India's economy projected to grow 6.5% in FY26, but tariff tensions pose risks: BoB report
New Delhi [India], August 30 : India's economy is expected to expand by around 6.5 per cent in FY26, reflecting steady domestic momentum, said the Bank of Baroda, noting that the escalating concerns over ongoing tariff negotiations pose a downside risk, with potential adverse effects on the external sector.
These projections align with the Reserve Bank of India's (RBI) projections of 6.5 per cent, which were announced during the latest Monetary Policy Committee (MPC) meeting on August 6.
The growth outlook is supported by a strong start to the fiscal year, with GDP accelerating to 7.8 per cent in Q1FY26 from 6.5 per cent in the same period last year.
Manufacturing, agriculture, and services sectors provided a significant boost, alongside reasonable traction in consumption demand.
The report added that the upcoming festive season spending and a recovery in urban consumption are likely to further support growth. Expectations of another RBI rate cut and potential fiscal support could also positively influence the economic trajectory, the report added.
According to the official data, India's nominal GDP grew at an 8.8 per cent rate during the April-June quarter.
Sources in the Finance Ministry also said that the GDP growth figures reflect strengthening momentum in the economy, anchored by strong macroeconomic fundamentals.

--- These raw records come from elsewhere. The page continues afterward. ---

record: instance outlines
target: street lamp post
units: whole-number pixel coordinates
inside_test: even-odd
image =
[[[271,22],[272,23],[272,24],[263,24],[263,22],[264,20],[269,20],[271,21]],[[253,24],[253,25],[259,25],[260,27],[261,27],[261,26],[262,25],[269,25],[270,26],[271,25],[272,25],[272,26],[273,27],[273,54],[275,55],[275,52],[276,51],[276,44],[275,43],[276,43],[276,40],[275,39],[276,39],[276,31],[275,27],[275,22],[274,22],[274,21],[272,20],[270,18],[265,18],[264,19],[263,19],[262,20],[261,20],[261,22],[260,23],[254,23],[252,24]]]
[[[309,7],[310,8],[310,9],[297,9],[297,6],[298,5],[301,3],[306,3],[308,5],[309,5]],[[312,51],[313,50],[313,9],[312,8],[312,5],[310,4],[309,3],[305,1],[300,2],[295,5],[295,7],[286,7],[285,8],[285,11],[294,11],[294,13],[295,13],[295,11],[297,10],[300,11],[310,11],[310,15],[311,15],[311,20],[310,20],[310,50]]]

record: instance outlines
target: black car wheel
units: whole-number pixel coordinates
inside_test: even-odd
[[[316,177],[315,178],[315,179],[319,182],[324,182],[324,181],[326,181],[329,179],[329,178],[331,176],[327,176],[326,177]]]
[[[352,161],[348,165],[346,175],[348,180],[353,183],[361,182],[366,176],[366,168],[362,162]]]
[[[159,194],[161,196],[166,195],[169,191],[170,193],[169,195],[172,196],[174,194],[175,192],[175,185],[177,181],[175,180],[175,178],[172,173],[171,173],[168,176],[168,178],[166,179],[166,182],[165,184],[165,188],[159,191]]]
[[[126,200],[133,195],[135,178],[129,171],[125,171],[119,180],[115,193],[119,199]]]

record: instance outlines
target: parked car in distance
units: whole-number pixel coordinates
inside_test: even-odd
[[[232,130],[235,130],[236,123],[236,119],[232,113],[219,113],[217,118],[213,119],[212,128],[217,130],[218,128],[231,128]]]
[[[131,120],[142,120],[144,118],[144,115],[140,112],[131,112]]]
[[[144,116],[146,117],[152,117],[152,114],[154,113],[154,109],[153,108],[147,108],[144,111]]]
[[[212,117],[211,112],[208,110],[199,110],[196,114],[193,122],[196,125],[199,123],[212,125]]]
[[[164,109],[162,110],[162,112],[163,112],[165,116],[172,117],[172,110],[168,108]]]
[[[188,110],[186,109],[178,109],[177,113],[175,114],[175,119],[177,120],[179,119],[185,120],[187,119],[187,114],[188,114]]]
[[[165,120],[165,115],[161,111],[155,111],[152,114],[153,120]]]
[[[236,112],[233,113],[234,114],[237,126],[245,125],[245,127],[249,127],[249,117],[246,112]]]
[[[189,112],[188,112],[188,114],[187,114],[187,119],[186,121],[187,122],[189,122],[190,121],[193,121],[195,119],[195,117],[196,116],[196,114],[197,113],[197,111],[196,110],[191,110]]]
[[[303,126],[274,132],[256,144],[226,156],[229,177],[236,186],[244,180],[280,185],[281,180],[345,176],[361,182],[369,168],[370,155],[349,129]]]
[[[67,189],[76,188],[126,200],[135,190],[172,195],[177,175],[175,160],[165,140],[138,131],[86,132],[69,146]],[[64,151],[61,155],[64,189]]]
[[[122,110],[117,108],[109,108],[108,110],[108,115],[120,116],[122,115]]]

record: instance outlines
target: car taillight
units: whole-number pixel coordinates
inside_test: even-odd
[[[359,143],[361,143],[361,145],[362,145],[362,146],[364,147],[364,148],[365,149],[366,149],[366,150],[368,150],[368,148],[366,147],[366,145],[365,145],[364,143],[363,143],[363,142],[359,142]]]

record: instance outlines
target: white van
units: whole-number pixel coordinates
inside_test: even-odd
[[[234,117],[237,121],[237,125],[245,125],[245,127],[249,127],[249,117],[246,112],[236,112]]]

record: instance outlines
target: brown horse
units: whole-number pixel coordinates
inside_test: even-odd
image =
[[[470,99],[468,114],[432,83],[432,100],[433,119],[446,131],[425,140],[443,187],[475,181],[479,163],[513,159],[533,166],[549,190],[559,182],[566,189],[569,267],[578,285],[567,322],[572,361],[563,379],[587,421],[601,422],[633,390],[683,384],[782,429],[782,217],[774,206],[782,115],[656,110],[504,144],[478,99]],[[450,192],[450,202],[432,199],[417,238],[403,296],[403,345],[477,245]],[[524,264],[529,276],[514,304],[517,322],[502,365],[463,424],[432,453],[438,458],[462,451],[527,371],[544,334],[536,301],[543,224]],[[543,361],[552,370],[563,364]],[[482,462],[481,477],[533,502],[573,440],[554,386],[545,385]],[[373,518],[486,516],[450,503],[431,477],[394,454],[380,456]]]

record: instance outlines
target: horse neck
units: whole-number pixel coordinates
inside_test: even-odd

They noted that supply-side growth was driven by manufacturing, construction, and services, reflecting an all-around growth.
On the demand side, robust expansion in Private Final Consumption Expenditure (7.0 per cent) and Gross Fixed Capital Formation (7.8 per cent) underpinned performance, the sources said, adding that Private Final Consumption Expenditure's (PFCE) share in GDP rose to 60.3 per cent, the highest first-quarter level in 15 years.
The Government's capital expenditure also sustained the momentum in Gross Fixed Capital Formation's (GFCF) growth.
On the investment front, Central government capital expenditure posted a significant 30.1 per cent increase over the average of the past three years. Private investment sentiment also improved, with new investment announcements rising 3.3 times on a year-on-year basis in Q1. Additionally, capacity utilisation remained high, signalling further growth in manufacturing ahead.